Questions of Questions

26 Jan

I had plans for this week. Plans that I thought were good plans. Plans that I thought were God honoring plans. But then I found myself laid out on my back sicker than I had been in months.


Is going to the toilet this often really the most effective use of my time?

I know, I know, bring out the violins. This was such a small difficulty in light of the kind of pain that people are experiencing throughout the world right now, but I guess it just reminded me of how tempting it is in the middle of circumstances that aren’t not going the way we planned or think best to look up and begin to argue with God.

At least it is tempting for me.

But the thing about arguing with God is that He knows everything and He loves you completely.

I mean really, think about it, how do you win an argument with someone who:

1. Knows exactly what is going to happen in the future ten years from now? A hundred years from now?
2. Knows exactly what is best for you and for the person next to you and for everyone around you?
3. Knows you better than you know yourself?
4. Knows the correct answer to every single question that has ever been asked?
4. Knows exactly what is happening in the thoughts of every single other person on the planet?
5. Loves you with such an overwhelming, unending love that He created the universe so that He could adopt you into His family and proved that love through sending His own Son into the world to die in your place so that you could be forgiven of your sins and be brought into a relationship with Him?

You don’t.

Still life can be so painful that it sometimes feels like your heart is going to burst into a million pieces and because of that, thoughts like these don’t always stop you from attempting to argue with God anyway but, perhaps, I don’t know, but maybe, hopefully they help the way you speak to Him.

Because yes, we do hurt and we do ask questions; but there are different ways to ask the same questions and going back and deliberately thinking about these kinds of truths may help you ask questions of God in your pain like a child would with a parent instead of like a judge lecturing a criminal he’s found guilty.

I am not saying all of that so much as if I were God’s defense attorney, He doesn’t need one; instead I am saying that for your good and mine.

Before we approach God with our questions, if we can, we should try to ask ourselves some questions as well:

Do the questions I am asking of God reflect the fact that I am talking to someone who knows all things?


Am I asking these questions of God the way I should to someone who crucified His own Son for me?
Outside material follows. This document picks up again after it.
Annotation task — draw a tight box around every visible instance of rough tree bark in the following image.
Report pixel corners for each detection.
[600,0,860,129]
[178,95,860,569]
To someone who loves me enough to take my hell and who is presently preparing an eternity of joy for me and is going to spend billions and billions and billions of years on end giving me blessings and kindnesses that I absolutely one hundred percent don’t deserve?

And the reason asking those kinds of questions of ourselves is so important is not so much for God’s sake but for ours, because those are the kinds of questions that are based on reality whereas the other kinds of questions that we are tempted to ask in our pain often aren’t.

When I ask questions of God as if He didn’t know all things or as if He didn’t love me, I am asking questions that because of my circumstances may feel true but no matter how true they feel, they aren’t.

God does know all.

God does love me.

Those two facts have been proved in so many different ways. Look at the universe. Look at the cross. They are rock solid realities and obviously if I am asking questions of God that are not based on those realities, then it’s going to be hard for me to ever get true answers or find real comfort in the end which is exactly what God wants for believers in the middle of their pain.

God wants us to be comforted, He wants us to know He loves us and part of finding the comfort and assurance and answers we need is by remembering the one we are asking questions of.